The main idea of our method is that the objects of the correction are not SNP-level z statistics, as in COJO, but the distribution of all z statistics within a gene. Most conditional analysis methods assume that the cause of the induced association signal is the effect of several independent top variants around the gene. We assume that the induced association signal is explained by the entire region surrounding the gene. This assumption is based on the notion of a regional polygenic background, which was defined via the LD score in LD score regression [23]. Previously, the influence of the regional polygenic background on trait variability was investigated at a single SNP level. In contrast, our method controls the influence of the regional polygenic background at the gene level, i.e., simultaneously for all SNPs in a gene. We demonstrated that our method is an extension of the LD score (LDSC) regression method proposed in [23] (see Supplementary Note S3).
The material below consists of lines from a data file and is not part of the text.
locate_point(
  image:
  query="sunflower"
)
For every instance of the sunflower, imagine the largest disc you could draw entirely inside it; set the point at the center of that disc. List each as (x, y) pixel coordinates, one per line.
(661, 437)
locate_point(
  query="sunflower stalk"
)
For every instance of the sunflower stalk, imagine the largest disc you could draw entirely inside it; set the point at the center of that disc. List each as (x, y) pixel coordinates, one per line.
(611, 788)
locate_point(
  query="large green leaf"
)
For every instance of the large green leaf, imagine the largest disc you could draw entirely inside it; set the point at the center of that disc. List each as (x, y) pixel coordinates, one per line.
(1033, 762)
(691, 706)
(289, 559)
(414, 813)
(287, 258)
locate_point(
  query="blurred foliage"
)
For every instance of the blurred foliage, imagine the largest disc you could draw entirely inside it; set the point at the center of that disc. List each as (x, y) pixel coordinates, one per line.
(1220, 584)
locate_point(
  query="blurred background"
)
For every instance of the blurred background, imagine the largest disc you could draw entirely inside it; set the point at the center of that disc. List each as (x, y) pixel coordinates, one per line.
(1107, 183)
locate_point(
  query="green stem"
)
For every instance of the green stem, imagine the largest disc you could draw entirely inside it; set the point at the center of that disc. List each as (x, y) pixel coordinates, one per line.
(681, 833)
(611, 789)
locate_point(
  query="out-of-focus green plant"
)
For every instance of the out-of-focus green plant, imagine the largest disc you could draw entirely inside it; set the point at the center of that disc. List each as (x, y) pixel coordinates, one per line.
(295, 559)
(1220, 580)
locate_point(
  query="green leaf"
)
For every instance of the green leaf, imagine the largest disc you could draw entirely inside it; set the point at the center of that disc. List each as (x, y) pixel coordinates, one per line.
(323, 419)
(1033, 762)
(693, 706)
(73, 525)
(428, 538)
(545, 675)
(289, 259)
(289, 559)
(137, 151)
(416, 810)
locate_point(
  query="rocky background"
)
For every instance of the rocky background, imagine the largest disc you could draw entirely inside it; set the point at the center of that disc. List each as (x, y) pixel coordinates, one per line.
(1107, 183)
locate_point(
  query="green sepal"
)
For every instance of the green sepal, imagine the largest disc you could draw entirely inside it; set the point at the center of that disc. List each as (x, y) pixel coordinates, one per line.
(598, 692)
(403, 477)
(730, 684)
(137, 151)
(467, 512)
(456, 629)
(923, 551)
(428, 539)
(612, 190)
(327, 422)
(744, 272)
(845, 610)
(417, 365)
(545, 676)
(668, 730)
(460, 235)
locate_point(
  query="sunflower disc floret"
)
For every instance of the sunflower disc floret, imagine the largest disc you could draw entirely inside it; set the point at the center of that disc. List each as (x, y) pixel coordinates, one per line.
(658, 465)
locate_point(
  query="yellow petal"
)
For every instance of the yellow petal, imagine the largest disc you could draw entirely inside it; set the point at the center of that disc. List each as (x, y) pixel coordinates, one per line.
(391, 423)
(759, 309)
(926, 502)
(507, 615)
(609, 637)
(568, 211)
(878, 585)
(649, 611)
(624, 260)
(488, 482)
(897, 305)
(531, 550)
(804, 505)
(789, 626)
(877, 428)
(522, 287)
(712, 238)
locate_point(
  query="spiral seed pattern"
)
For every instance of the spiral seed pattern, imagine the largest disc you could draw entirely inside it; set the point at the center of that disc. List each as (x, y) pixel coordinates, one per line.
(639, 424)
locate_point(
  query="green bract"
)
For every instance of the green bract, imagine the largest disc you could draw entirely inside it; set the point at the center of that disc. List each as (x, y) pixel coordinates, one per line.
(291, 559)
The new method is based on the variance component approach, which assumes the random effects of the extragenic SNPs. We extracted a component of intragenic z statistic variance explained by SNPs outside the gene to correct the LD matrix for SNPs within the gene. The derived Formula (8) for the parameters of the conditional distribution of the z statistics of intragenic SNPs can also be obtained from the formula proposed by [24], where the effects of the extragenic SNPs were assumed to be fixed (see Supplementary Note S4).

We also introduced here a new method for the direct simulation of z statistics in a gene and its surrounding region without phenotype simulation. This method uses real LD matrices for SNPs in the gene and surrounding region and three predefined parameters: h², the number of causal SNPs, and a fraction of these SNPs in the gene. In independent studies which do not consider conditional analysis, it has been empirically shown that the direct simulation of summary statistics produces very similar results to simulation of individual data across a range of scenarios, with a substantial speedup even for modest sample sizes [25,26]. We analytically confirmed the equivalence of the distributions of z statistics directly simulated and calculated using simulated phenotypes.

The proposed TauCOR method can be applied to all genes on a genome-wide scale, not just those containing significant SNPs as required by COJO. This expands the possibility of including all genes in the gene set analysis. By correcting for the polygenic background in gene set analysis approaches that use GBA results such as MAGMA [27], TauCOR may lead to more robust gene set enrichment results.

5. Conclusions

A new method for conditional gene-based association analysis, TauCOR, showed equal or higher sensitivity, specificity, and accuracy in the analysis of simulated and real data compared to COJO. The TauCOR method may become a good alternative to the more popular COJO method.